A Parma embalmer who twice had been convicted of the 1992 murder of his wife and both times had those convictions set aside avoided a third trial Friday by entering a plea of guilty to involuntary manslaughter and insurance fraud, Cuyahoga County Prosecutor Timothy J. McGinty announced.
Robert G. Girts, 60, entered his guilty plea and described how he caused the death of Diane Girts at a hearing before Common Pleas Court Judge Michael E. Jackson. Judge Jackson then imposed the agreed, mandatory sentence of six to 30 years.
Since Girts has already served more than 15 years, it will be up to the Ohio Parole Board to determine how much additional prison time he should face.
In court, Girts stated that he planned his wife's death. He obtained cyanide and, before leaving on a trip to Chicago, put it in her salt shaker knowing she used it daily. During his two trials, Girts' defense had asserted that his wife committed suicide with cyanide.

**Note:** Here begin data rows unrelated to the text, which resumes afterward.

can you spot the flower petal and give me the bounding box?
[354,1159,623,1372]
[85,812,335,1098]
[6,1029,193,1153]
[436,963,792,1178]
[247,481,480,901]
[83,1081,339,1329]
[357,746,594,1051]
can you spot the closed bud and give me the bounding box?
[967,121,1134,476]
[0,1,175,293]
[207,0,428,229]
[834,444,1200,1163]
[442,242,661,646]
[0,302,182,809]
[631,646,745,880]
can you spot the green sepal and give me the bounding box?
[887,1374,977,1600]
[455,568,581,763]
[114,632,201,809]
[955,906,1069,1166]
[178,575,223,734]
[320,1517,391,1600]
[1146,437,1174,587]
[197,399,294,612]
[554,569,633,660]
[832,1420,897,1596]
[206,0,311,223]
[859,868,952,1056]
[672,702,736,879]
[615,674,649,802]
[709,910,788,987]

"He has finally taken full responsibility for killing this innocent woman," said Assistant County Prosecutor Anna Faraglia who represented the State of Ohio. "The soul of Diane Girts after 21 years can finally find a resting place. She died at the hand of another."

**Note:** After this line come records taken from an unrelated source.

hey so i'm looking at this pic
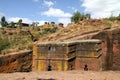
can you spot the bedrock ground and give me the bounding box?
[0,70,120,80]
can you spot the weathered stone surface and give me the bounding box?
[91,28,120,70]
[75,57,102,71]
[37,26,120,71]
[0,50,32,73]
[33,40,102,71]
[77,27,120,70]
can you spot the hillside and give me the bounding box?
[0,19,120,54]
[0,22,63,54]
[39,19,120,42]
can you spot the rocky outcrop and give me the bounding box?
[0,50,32,73]
[74,27,120,70]
[39,20,120,42]
[39,24,120,70]
[67,27,120,70]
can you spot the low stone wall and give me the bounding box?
[0,50,32,73]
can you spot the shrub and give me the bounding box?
[0,27,4,30]
[105,22,112,27]
[71,11,91,23]
[43,27,58,34]
[1,30,6,34]
[20,30,29,35]
[50,27,58,33]
[8,32,13,35]
[32,26,41,31]
[0,37,10,52]
[107,14,120,21]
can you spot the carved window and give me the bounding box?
[48,46,52,51]
[48,46,56,53]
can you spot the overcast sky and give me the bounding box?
[0,0,120,26]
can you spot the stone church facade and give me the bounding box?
[32,39,102,71]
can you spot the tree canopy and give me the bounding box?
[71,11,83,23]
[107,14,120,21]
[1,16,8,27]
[71,11,91,23]
[18,19,22,29]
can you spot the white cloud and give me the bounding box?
[8,17,33,23]
[42,7,72,17]
[68,6,78,12]
[43,0,54,7]
[42,7,72,26]
[58,18,71,27]
[33,0,39,2]
[81,0,120,18]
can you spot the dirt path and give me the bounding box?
[0,71,120,80]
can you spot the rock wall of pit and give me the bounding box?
[0,50,32,73]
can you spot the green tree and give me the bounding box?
[116,14,120,20]
[108,13,120,21]
[32,22,39,27]
[85,14,91,20]
[35,22,39,27]
[1,16,8,27]
[71,11,83,23]
[18,19,22,29]
[10,21,15,28]
[31,22,36,27]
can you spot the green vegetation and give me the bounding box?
[1,29,6,34]
[0,33,34,54]
[71,11,120,24]
[105,22,112,27]
[9,21,15,28]
[0,23,59,54]
[105,14,120,21]
[0,16,60,54]
[32,26,41,31]
[44,27,58,33]
[0,16,23,28]
[71,11,83,23]
[41,27,58,36]
[2,12,120,54]
[1,16,8,27]
[18,19,22,29]
[85,14,91,20]
[0,37,10,52]
[71,11,91,23]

Prosecutor McGinty said the plea agreement was a just outcome to the long-running case.
"Even if we won another murder conviction and the verdict was upheld, this killer might have been out faster than he will be with this plea, which carries an excellent probability of an additional 14 years in prison," Prosecutor McGinty said after the hearing. "After his latest violent incident against yet another woman in Ashtabula and his forced confession in open court today, we want to keep him "inside" as long as possible. We believe the Parole Board will deny parole, and he will remain in prison well into his 70"s or he will die in the institution."
The long road to the plea began on September 2, 1992, when the dead body of Diane Girts, 42, was found in the bathtub of the couple's Parma home.
One month later, Cuyahoga County Coroner Elizabeth Balraj ruled that her death had been caused by cyanide poisoning. Robert Girts was indicted and arrested on February 9, 1993.
A Cuyahoga County jury found him guilty of aggravated murder on June 3, 1993, but the conviction was overturned on procedural grounds by the Ohio 8th District Court of Appeals on July 28, 1994.
Girts was retried in Cuyahoga County and on August 9, 1995, a jury again found him guilty of aggravated murder. On September 5, 2007, the U.S. 6th Circuit Court of Appeals overturned that conviction, again on procedural grounds.
In 2008, he was rearrested and after another round of litigation, the 6th Circuit ruled that Girts could be tried again for his wife's murder.